A proposta também visa atualizar as competências da Polícia Federal (PF) e da Polícia Rodoviária Federal (PRF). “Eu quero aprovar essa PEC para mudar a cara da segurança pública nesse país e que o governo federal não seja apenas um repassador de pequeno recurso. O governo federal só tem R$ 2 bilhões no fundo de segurança pública”, declarou o presidente.

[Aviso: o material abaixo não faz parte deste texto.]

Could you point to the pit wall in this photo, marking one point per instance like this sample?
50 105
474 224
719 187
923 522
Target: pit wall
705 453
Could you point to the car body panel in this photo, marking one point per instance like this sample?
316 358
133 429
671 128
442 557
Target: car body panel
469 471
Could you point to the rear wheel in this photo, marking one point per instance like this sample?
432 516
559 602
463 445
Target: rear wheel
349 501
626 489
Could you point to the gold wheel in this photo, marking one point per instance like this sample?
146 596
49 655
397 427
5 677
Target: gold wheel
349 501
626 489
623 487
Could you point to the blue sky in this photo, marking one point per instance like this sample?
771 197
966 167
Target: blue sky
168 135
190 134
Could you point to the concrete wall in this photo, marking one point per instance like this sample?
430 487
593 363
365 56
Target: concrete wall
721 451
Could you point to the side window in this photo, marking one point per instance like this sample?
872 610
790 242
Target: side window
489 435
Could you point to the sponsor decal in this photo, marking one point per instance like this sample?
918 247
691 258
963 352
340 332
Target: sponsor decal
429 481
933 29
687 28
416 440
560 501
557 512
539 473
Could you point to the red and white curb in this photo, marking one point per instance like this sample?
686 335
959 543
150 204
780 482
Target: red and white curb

Lula ressaltou a necessidade de um orçamento específico e robusto para que a intervenção federal seja efetiva tanto na teoria quanto na prática. “Se o governo federal vai entrar na questão, nós temos que ter um orçamento especial, com muito dinheiro, para que a intervenção seja teórica e prática ao mesmo tempo”, afirmou.
Apesar do apoio do presidente, a PEC enfrenta resistências no Congresso Nacional e entre alguns governadores. Um dos pontos de atrito é a atribuição à União da elaboração do plano nacional de segurança pública, que seria seguido pelos estados e pelo Distrito Federal.
“Quem não concordou são os estados que não querem que o governo federal tenha qualquer intervenção. Goiás, São Paulo, Minas Gerais, alguns estados do Sul não quiseram. Mas a PEC é para dizer o seguinte, o governo federal está disposto a participar ativamente em parceria com o governo dos estados na questão da segurança pública”, disse Lula, enfatizando o caráter colaborativo da proposta.